I'm an occupational psychologist by profession and am passionate about all things learning and development, creating holistic learning solutions and using positive psychology in the workforce.

7 thoughts on “Those that make you go grr”

  1. Great post Sukh and a great way of looking at relationships and the impact created by presence & reaction. You have to think of increeasing your own self-awareness & empathy to compensate for the others deficiency. I wonder where else this is productive and where it’s collusive?

  2. @ Kay, thanks for the comment, very much appreciated. I’m sure someone would have said the same thing years ago, just internally, in their head! And today, you’re in a different place, and we learn from our past, no?

    @ David, thanks so much for the comment. It just occurs to me that interventions are fine, but difficult people will not change no matter what you try. Yet, you can change your approach, and the energy you use. And, to my mind, that’s where half the battle lies. Not with their behaviour, but your reaction to them, whether they say anything or not.

    1. Hmmm… the change consultant and coach part of me is screaming that people can and do change! But in terms of engaging within the organisation that’s not everyone’s role… if it’s not your role and forte then don’t let the detractors get you down.

  3. Sukkh, fab post and a nice lead on from Monday’s post.

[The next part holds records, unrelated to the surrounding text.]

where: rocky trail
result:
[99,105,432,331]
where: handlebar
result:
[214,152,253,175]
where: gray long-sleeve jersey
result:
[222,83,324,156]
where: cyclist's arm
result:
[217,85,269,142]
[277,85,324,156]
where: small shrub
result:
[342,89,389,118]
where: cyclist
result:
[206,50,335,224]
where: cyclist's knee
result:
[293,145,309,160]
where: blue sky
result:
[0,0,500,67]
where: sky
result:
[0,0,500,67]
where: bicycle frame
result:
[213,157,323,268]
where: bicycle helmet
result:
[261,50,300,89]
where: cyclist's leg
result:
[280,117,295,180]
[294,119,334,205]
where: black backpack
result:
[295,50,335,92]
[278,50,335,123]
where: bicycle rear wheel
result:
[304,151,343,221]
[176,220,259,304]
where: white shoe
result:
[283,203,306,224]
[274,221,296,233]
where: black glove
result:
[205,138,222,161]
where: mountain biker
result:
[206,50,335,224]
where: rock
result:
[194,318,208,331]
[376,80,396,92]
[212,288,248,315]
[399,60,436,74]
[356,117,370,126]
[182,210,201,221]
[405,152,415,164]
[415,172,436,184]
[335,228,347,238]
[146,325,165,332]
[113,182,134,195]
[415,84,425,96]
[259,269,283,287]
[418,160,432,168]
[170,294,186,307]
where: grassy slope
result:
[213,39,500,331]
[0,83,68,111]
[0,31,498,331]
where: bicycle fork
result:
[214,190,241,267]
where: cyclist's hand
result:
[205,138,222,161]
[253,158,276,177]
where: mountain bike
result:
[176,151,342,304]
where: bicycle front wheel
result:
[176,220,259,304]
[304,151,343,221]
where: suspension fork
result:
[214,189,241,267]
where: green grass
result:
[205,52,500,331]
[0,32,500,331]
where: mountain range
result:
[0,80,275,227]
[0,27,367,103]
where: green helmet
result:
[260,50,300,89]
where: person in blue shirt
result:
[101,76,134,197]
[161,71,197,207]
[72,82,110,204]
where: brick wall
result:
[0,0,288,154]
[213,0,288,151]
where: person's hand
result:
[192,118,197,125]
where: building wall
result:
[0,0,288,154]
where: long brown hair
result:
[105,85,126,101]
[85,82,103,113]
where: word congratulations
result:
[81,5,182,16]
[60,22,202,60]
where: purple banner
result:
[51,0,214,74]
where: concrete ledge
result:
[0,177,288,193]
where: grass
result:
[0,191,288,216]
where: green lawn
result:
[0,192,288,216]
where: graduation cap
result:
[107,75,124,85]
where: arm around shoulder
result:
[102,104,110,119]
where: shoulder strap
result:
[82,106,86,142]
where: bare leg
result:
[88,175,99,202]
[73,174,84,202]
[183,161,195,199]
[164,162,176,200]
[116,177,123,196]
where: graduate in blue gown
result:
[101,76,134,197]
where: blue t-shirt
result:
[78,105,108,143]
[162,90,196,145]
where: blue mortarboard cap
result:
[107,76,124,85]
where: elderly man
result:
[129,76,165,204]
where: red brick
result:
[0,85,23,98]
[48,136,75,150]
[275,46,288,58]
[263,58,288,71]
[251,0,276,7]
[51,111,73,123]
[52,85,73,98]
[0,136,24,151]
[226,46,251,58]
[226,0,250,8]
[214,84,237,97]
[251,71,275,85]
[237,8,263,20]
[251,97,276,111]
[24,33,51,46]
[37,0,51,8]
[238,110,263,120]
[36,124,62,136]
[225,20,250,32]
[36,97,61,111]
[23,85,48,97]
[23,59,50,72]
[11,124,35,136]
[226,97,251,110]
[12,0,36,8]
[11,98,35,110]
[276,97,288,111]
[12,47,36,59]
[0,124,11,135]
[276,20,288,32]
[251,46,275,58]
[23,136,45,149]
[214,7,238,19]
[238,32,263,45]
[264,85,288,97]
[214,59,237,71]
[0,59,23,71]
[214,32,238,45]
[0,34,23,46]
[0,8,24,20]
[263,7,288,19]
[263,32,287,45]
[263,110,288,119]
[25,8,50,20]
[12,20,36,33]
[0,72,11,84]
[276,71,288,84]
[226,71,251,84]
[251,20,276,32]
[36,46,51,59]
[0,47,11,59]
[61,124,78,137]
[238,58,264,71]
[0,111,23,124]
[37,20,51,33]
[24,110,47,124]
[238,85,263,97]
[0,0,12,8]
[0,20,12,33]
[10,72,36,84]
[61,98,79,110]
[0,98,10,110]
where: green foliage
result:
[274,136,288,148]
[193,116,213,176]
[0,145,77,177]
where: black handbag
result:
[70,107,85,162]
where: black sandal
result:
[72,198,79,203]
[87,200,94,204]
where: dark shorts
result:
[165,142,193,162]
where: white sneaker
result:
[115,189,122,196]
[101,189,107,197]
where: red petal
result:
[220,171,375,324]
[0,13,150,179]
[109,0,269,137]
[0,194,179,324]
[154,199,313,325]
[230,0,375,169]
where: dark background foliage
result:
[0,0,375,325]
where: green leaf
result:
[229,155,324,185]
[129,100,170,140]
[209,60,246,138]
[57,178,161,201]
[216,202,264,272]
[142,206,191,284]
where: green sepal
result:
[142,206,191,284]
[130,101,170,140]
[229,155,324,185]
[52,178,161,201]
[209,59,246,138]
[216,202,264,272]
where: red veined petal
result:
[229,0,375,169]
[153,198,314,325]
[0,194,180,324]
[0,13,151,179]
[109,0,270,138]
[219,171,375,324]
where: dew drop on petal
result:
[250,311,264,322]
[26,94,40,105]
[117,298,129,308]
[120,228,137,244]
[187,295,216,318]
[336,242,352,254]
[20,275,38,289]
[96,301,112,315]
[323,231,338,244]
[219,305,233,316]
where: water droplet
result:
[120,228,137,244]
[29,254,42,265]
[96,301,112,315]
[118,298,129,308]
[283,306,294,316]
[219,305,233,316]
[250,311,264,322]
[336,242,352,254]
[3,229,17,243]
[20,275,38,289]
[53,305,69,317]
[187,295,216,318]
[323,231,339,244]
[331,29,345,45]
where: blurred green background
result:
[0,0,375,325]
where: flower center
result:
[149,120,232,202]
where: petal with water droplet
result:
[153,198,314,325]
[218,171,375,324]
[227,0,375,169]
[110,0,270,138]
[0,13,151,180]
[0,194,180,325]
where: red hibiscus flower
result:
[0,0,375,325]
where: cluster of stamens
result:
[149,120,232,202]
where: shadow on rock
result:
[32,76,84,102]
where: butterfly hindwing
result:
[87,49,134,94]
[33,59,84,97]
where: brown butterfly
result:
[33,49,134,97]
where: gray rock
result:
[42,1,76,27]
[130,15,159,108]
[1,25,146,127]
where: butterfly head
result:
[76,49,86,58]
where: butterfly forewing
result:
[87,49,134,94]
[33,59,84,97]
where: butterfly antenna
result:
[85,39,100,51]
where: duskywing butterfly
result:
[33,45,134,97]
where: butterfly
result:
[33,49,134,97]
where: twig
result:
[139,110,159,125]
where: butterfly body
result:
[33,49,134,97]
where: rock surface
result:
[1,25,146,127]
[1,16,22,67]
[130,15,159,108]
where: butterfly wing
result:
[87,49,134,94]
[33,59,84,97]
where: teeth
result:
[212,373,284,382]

    Reaction is everything but you can only control yours and think this is a great strategy and guideing arm as to how you can achieve the best result. After all many ‘energy sappers’ (in my experience) feed off the negative attention they create and get. Take that away and show them negative attitudes won’t garnish anything and they will soon change.

  4. @ Oli, that’s exactly my point. The funny thing about the ‘feeding off the negative attention they create and get’ is that they probably don’t realise this is what’s fuelling them. And when they’re not getting their fuel, they have nothing to go on. But, and importantly, your reaction is what you control and what you feel.

  5. Great read. Someone told me once that it’s better to spend time focusing oon your good performers to make them great (they tend to be the positive people you mention) as the results will be significant, whereas trying to get the disengaged, poor performers to engage, deliver better results can be enormously time consuming, have little reward and be energy sapping.